Riding review: Why not do ‘legislature lite’ exercise?
Sun, Aug 7, 2011 – 5:22 PM
CAN Nova Scotia get by with fewer MLAs?
Well, yes. It certainly has in the past. The lowest number was 30 during the Depression and war years. The average number in the century following Confederation was in the high 30s.
The current number, 52, is a high-water mark and has not changed since 1978.
Obviously, the population and its needs have changed over time. But so have communication and transportation links, which have enhanced citizens’ access to their MLAs and allowed the latter to represent more people more effectively.
Even if you think history is a poor guide, and you prefer to use current comparisons with other jurisdictions as a yardstick, it’s not difficult to come to the conclusion Nova Scotia is overgoverned for its small size.
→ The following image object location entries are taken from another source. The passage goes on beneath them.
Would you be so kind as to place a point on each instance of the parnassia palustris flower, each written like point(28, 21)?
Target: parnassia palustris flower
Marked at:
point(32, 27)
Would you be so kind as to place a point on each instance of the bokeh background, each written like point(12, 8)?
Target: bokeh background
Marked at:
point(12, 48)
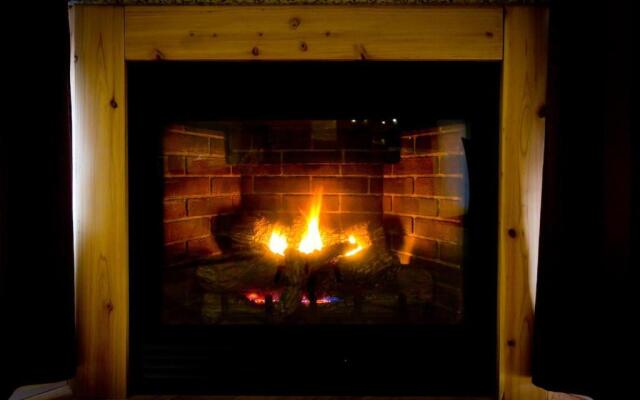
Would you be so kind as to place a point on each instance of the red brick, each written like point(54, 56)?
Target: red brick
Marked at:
point(297, 203)
point(264, 184)
point(436, 186)
point(341, 185)
point(257, 169)
point(262, 202)
point(362, 169)
point(349, 219)
point(386, 204)
point(207, 166)
point(174, 187)
point(415, 206)
point(415, 166)
point(312, 156)
point(451, 253)
point(217, 146)
point(452, 164)
point(174, 142)
point(331, 221)
point(209, 205)
point(451, 209)
point(440, 230)
point(246, 184)
point(361, 203)
point(186, 229)
point(201, 247)
point(398, 186)
point(255, 157)
point(225, 185)
point(376, 184)
point(396, 224)
point(311, 169)
point(416, 246)
point(174, 209)
point(174, 165)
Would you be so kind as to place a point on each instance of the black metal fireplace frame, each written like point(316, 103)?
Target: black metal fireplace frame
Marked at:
point(294, 360)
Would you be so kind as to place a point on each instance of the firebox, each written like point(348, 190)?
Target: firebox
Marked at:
point(313, 228)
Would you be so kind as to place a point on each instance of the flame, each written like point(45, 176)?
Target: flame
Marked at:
point(278, 241)
point(312, 239)
point(356, 250)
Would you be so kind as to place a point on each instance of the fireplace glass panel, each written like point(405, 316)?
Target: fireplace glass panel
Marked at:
point(228, 162)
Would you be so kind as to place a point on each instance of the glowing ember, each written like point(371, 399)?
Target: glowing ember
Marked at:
point(321, 300)
point(356, 250)
point(311, 239)
point(255, 298)
point(278, 241)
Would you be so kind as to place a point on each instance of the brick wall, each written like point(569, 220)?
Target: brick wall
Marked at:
point(203, 192)
point(420, 200)
point(424, 207)
point(199, 188)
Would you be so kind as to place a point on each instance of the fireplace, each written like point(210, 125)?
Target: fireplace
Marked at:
point(313, 221)
point(297, 220)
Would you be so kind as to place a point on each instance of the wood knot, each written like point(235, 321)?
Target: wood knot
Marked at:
point(542, 111)
point(294, 22)
point(362, 52)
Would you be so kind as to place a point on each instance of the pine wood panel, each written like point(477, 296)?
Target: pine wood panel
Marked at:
point(313, 33)
point(522, 150)
point(100, 200)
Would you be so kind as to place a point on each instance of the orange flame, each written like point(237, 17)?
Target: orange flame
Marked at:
point(278, 241)
point(312, 239)
point(356, 250)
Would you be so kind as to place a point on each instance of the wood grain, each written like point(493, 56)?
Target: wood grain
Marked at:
point(100, 200)
point(521, 159)
point(313, 33)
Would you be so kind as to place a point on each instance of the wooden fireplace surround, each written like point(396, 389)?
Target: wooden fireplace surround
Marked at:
point(105, 37)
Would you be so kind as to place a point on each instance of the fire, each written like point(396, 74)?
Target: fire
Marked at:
point(357, 249)
point(278, 241)
point(312, 239)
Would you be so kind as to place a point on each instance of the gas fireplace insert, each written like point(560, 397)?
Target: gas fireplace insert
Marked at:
point(313, 227)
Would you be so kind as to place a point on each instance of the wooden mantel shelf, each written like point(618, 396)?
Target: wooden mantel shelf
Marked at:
point(305, 2)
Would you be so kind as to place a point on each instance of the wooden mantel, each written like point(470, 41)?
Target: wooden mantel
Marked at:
point(105, 36)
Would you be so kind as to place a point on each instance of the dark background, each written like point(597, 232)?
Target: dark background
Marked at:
point(589, 225)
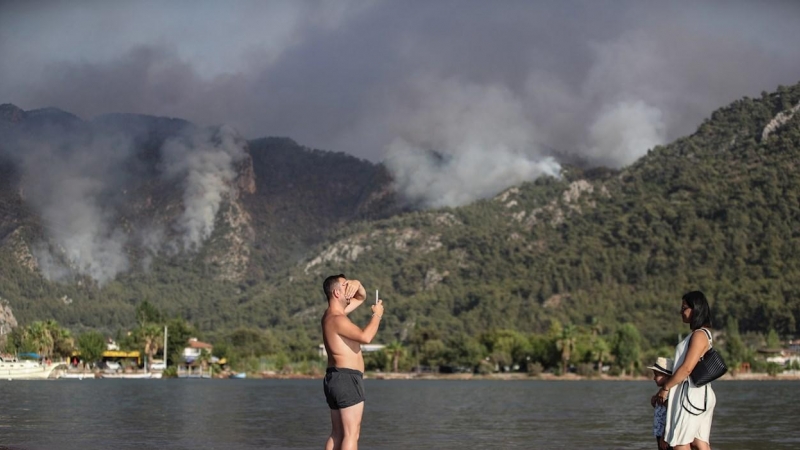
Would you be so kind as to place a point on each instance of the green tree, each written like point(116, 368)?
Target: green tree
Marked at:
point(566, 345)
point(151, 338)
point(395, 351)
point(773, 340)
point(91, 346)
point(627, 347)
point(600, 351)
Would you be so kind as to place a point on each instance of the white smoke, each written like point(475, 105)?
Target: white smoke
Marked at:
point(76, 182)
point(205, 162)
point(623, 132)
point(484, 140)
point(67, 180)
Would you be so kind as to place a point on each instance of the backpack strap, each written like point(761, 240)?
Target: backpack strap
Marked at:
point(708, 335)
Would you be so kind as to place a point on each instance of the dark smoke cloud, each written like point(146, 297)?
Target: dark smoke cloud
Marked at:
point(497, 88)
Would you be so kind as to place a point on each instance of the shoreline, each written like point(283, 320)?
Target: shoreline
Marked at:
point(795, 376)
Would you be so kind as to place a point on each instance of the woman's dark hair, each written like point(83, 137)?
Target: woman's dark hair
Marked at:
point(701, 312)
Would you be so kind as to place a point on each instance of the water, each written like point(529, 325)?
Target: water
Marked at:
point(400, 414)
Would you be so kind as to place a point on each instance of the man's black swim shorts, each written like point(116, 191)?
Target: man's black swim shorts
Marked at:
point(343, 387)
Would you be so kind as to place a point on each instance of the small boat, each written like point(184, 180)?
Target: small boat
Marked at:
point(13, 369)
point(78, 375)
point(145, 375)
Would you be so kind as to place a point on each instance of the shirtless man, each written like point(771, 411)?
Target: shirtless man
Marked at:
point(343, 385)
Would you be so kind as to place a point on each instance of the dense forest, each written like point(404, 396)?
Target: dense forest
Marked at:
point(577, 270)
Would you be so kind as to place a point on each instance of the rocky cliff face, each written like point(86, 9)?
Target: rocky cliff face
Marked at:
point(7, 320)
point(112, 195)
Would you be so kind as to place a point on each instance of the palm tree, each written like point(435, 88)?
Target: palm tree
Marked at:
point(151, 337)
point(40, 338)
point(600, 351)
point(566, 344)
point(396, 351)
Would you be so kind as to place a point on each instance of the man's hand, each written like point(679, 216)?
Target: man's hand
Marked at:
point(377, 308)
point(661, 396)
point(354, 289)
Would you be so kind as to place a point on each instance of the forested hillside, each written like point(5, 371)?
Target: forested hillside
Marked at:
point(595, 251)
point(716, 211)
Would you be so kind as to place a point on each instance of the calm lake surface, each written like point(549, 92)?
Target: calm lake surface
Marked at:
point(400, 414)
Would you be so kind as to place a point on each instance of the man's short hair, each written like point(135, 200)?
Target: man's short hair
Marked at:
point(330, 284)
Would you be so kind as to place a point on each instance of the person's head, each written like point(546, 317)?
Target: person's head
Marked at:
point(332, 283)
point(695, 310)
point(662, 370)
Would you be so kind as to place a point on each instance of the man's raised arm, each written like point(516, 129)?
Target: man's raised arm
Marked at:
point(345, 328)
point(354, 290)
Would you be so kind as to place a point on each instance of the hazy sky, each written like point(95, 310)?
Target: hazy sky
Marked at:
point(482, 82)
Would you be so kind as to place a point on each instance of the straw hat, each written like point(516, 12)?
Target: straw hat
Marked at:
point(663, 365)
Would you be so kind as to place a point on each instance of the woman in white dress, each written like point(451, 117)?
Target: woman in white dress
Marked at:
point(690, 409)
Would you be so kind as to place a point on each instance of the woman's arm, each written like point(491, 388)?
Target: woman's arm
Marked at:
point(697, 348)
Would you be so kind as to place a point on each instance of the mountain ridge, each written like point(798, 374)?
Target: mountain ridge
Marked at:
point(716, 210)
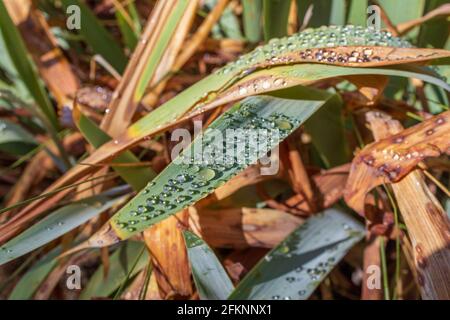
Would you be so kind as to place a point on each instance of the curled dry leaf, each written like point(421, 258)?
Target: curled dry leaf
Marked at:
point(390, 159)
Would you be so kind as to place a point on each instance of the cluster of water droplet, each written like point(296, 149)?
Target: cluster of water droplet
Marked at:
point(323, 37)
point(169, 194)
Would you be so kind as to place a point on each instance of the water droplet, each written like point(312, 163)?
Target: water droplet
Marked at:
point(206, 174)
It’s doubtful representative democracy would suffer terribly from a downsizing at the provincial legislature. The Canadian average hovers around 48,000 constituents per provincial representative. Nova Scotia’s current ratio is 19,000 to one, so there is plenty of room to manoeuvre.
No one is suggesting cutting the number of MLAs in half — a province does need a critical mass of legislators to function effectively — but there is a case to be made for returning to the mid- to high-30s level.
In New Brunswick — which has three more MLAs than Nova Scotia and an even smaller population — the provincial NDP is on record as saying 38 is enough. It estimates the savings would amount to $2 million a year.
In this province, the Canadian Taxpayers Federation has begun banging the drum for a 33-member legislature, in the wake of rulings by the Utility and Review Board, which recently ordered the downsizing of municipal councils in Cape Breton and Halifax.
The group’s Atlantic director, Kevin Lacey, points out that the province is due for a routine 10-year electoral boundary review and says a new independent commission should have the mandate to look at downsizing as part of the process.
This is a sensible request.
Mr. Lacey argues that no municipal district should be bigger than a provincial riding, and that if things remain unchanged, HRM will end up being represented by 16 councillors and 19 MLAs. This is a valid point.
Less sound is his suggestion that all ridings should be roughly equivalent in size and that “protected” ridings, designed to favour the election of African-Canadian or Acadian candidates, be eliminated.
In our view, rural and minority representation does deserve special consideration. Nonetheless, there’s nothing wrong with having a healthy debate on the subject.
A smaller legislature would not significantly cut down on operational costs — although in the long run, fewer MLAs with fewer gold-plated pensions would save taxpayers millions.
There are better reasons, also symbolic, to explore this issue. At a time when equalization fatigue is setting in, in other parts of the country, it is worth sending a signal that have-not provinces are running their affairs as efficiently as possible.
At a time when the public service is being put in reverse due to structural deficits and demographic change, maintaining a top-heavy elected government hardly seems defensible.
On the other hand, there is probably one good reason not to launch a “legislature lite” exercise. It might consume Province House in parochial politics for a protracted period — to the detriment of effective governance in the here and now.